The lignan content of sesame meal extracts varied with pressure and the type of co-solvent used. When ethanol was used as a co-solvent, the sesamin content was highest at higher pressures (4000 psi), followed by sesamol and sesamolin. This suggests higher pressures are more effective in extracting lipophilic compounds such as sesamin. The optimal extraction conditions, identified as a pressure of 4000 psi, a temperature of 60 °C, and adding 10 mol% ethanol, resulted in the highest yield of these valuable bioactive compounds. This extract was used as a sample for subsequent bioactivity testing.

2.2. HPLC Results

Figure 1 presents the HPLC results, quantitatively identifying the lignan compounds extracted from sesame meal under supercritical fluid extraction conditions. These compounds include sesamin, sesamol, and sesamolin. The concentration of each compound varied significantly based on the specific extraction conditions. Notably, sesamin was the predominant compound, with concentrations ranging from 0.58 to 1.16 mg/g extract. Sesamol and sesamolin followed, with concentrations ranging from 0.38 to 0.81 mg/g extract and 0.17 to 0.37 mg/g extract, respectively. As reported in recent studies, the components mentioned above have significant biological effects [23,24]. A recent report highlighted the benefits of the bioactive compounds in sesame seeds [25]. Also, a previous report explained how sesaminol could be subjected to biotransformation in intestinal microflora [8]. Therefore, other beneficial components might also be presented in sesame mill extracts that could be assessed in future studies. Integrating such data with the results of the present study further highlights the importance of valorizing this agri-food waste for developing value-added products with commercial and health-promoting values.

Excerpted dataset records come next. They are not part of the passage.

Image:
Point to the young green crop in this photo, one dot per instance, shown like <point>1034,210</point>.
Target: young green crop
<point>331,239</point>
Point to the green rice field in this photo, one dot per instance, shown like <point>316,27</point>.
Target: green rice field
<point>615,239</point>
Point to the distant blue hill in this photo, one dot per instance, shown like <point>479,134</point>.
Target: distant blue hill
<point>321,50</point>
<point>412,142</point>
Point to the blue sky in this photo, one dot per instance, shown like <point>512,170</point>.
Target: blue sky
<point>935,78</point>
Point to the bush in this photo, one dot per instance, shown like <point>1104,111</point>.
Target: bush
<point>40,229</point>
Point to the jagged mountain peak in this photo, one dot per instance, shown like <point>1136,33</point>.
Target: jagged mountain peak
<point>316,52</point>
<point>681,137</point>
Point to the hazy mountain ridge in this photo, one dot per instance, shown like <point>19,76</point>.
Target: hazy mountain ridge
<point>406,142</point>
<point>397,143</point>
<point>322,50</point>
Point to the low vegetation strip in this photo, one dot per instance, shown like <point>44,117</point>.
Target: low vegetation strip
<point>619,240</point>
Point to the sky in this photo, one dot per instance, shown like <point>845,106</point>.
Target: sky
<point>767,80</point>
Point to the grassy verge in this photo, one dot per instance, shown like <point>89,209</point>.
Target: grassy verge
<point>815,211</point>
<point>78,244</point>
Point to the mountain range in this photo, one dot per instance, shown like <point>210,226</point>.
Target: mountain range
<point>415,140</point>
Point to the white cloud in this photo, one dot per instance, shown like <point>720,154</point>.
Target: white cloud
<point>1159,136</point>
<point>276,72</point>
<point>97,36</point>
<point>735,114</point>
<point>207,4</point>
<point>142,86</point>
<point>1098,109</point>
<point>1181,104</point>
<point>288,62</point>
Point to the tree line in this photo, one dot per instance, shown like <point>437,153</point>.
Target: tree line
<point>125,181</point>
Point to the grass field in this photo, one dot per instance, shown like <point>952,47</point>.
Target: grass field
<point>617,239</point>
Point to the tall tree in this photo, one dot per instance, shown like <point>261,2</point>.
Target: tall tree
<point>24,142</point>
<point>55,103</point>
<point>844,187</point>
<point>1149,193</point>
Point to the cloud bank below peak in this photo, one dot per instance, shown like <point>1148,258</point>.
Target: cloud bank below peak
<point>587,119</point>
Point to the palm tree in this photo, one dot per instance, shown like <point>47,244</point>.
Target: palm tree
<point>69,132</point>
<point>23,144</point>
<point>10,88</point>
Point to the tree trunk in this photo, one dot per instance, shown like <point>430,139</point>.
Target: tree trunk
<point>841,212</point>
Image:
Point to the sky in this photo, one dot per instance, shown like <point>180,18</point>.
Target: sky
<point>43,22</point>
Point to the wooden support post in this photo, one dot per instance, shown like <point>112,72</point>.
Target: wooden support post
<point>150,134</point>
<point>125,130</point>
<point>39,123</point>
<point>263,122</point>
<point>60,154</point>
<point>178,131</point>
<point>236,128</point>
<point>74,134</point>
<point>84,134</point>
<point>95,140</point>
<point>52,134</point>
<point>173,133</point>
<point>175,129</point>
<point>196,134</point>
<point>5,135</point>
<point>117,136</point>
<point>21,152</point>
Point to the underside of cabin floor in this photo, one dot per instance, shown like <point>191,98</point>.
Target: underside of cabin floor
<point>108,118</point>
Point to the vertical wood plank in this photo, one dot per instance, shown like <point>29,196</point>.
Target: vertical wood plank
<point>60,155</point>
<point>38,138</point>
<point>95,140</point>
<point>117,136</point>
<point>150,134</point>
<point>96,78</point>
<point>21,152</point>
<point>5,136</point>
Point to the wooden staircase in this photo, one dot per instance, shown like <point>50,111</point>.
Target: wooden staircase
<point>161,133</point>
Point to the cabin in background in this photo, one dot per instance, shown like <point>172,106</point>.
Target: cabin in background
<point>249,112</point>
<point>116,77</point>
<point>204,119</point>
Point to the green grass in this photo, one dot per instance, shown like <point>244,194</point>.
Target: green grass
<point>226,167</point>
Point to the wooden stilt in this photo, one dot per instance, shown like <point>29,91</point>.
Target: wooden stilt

2.3. Evaluation of the Bioactivity (LDH Release) of Supercritical Fluid Extraction of Sesame Lignans

The study further explored the neuroprotective potential of the extracted lignans, leveraging in vitro cellular models to elucidate their mechanisms of action. Exposure of PC12 neural cells to oxygen–glucose deprivation (OGD) conditions, simulating ischemic stress, revealed the protective capabilities of supercritical fluid sesame extract (SFSE). The SC-CO2 extracts effectively mitigated cellular damage, as evidenced by the reduction in lactate dehydrogenase (LDH) release, a key marker of cell injury. Mechanistic investigations suggested that the neuroprotective effects were potentially mediated by the modulation of antioxidant defense systems [26]. Sesamol, a prominent lignan in the extract, demonstrated the ability to potentiate the activities of crucial antioxidant enzymes, such as superoxide dismutase and catalase, which play vital roles in neutralizing free radicals and safeguarding neural tissues against oxidative stress [27,28]. Further exploration using the PI3K/Akt pathway inhibitor LY294002 provided additional insights into the underlying cellular signaling mechanisms. Pre-treatment with LY294002 reversed the protective effects of the SFSE, indicating the involvement of specific signaling cascades in the observed neuroprotection. LDH release was significantly increased in PC12 cells exposed to 1 or 8 h OGD (Figure 5, p < 0.001 vs. control). SFSE (25 to 100 μg/mL) prevented the enhancement of LDH activity due to 1 h OGD (SFSE vs. OGD or OGD + vehicle group). SFSE reduced LDH release following 8 h OGD (SFSE vs. OGD or OGD + vehicle group). The supercritical fluid extract did not exhibit significant cytotoxicity under normal cellular conditions, suggesting its potential for safe and targeted therapeutic applications.
The findings of this study significantly contribute to the understanding of green extraction technologies and their applications in developing novel neuroprotective interventions. By demonstrating the efficacy of SC-CO2 extraction in isolating bioactive lignans and their subsequent protective capabilities against oxidative stress-induced neural damage, this study opens promising avenues for future neurological treatment strategies. The optimization of extraction methodologies and the elucidation of underlying neuroprotective mechanisms lay the foundation for developing advanced, sustainable, and targeted phytochemical-based interventions for neurological health.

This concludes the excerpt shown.